Kenya Pipeline Company has been at the center of a fuel scandal, with detectives uncovering a multimillion shilling oil racket at the company's Pump Station No 8 in Konza.
On Tuesday, a team of investigators led by Director of Criminal Investigations George Kinoti, Director of Public Prosecution Noordin Haji, and Kenya Revenue Authority Director-General James Mburu made an unannounced visit to the pump station to investigate the tie-in, which was not originally part of the new scandal-ridden Line 5 pipeline.
The tie-in, a connection of a pipeline to a facility, has automated valves and meters that allow easier monitoring of the amount of fuel that passes through. However, in this case, the valves were isolated electrically, and the oil movement was measured manually, resulting in no data captured on the amount of fuel released to the depot.
According to eyewitnesses, the investigators went straight to the control room and started gathering evidence. They were particularly interested in knowing how the tie-in was consummated and who authorized it.
It has emerged that the tie-in construction was supervised by a former KPC technician, and the automatic valves were isolated electrically by disconnecting the wires, making it easier to siphon fuel from the pipeline without leaving an electronic footprint.
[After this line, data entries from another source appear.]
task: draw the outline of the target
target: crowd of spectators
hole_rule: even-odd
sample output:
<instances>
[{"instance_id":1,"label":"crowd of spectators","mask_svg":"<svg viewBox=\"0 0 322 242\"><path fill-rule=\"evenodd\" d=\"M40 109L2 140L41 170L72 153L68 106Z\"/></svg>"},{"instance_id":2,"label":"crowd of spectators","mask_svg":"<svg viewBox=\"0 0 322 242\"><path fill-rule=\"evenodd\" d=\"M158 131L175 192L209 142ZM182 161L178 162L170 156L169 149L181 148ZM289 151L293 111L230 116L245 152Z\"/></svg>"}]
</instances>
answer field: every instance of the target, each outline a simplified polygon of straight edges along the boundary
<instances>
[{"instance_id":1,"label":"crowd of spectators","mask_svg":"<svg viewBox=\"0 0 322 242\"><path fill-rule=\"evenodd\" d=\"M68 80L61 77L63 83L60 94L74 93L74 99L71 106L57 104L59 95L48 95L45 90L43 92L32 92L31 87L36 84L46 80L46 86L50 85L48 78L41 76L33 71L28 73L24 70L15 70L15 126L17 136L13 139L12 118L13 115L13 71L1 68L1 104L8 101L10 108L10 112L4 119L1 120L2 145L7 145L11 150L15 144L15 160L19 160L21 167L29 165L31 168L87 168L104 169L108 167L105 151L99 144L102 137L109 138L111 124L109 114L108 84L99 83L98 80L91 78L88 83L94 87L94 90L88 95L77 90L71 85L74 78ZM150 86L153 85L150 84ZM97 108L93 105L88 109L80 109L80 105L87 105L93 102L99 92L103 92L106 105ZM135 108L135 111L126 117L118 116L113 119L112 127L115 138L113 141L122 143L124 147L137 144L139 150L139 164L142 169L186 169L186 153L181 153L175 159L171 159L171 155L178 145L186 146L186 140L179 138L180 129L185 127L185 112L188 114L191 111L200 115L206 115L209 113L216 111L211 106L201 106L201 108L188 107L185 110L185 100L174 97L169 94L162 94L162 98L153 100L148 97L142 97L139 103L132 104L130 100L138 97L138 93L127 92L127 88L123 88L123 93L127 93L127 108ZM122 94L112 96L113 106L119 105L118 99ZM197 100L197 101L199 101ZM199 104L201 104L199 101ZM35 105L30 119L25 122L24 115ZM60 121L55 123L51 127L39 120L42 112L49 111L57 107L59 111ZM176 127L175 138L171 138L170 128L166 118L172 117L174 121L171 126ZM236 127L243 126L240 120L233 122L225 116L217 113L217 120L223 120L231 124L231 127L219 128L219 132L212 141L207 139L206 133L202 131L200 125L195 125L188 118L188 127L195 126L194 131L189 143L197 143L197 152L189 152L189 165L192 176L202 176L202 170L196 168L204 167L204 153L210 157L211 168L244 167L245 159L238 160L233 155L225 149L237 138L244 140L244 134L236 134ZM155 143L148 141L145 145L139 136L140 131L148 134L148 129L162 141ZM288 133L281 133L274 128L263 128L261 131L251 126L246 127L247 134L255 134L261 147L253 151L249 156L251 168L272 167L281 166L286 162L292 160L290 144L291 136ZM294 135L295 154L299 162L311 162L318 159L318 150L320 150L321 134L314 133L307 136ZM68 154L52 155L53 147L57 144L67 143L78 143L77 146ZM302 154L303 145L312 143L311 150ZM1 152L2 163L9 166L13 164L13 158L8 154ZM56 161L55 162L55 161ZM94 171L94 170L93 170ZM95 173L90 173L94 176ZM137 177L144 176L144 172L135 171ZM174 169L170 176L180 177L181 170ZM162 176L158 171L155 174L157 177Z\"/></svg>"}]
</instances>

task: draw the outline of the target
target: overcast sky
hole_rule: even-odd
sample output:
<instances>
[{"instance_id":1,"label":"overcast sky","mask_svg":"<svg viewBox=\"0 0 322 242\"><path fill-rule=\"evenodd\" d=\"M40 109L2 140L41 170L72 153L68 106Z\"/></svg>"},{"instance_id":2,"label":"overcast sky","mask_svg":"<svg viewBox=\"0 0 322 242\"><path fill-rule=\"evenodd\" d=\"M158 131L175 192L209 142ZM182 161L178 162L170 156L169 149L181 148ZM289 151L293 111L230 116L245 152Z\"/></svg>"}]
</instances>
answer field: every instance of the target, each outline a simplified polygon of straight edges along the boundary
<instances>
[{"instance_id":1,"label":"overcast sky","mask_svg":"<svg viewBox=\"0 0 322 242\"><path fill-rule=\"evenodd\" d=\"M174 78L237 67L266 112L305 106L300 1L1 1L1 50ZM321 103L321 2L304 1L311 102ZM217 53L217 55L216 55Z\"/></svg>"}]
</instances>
The team also visited the metering area and left with some screen shots indicating that the valves were not being monitored. They wanted to know who gave instructions to isolate the valves, who in KPC supervised the works, and what the management knew.
Another area of interest was at both gates of the oil terminal, which records all the vehicles that leave and enter the facility. The investigators were keen to know who compromised the custody transfer at PS8.
Investigations have come at a time when a special audit on the integrity of the pipeline was demanded by oil marketing companies after KPC reported huge fuel losses in its system.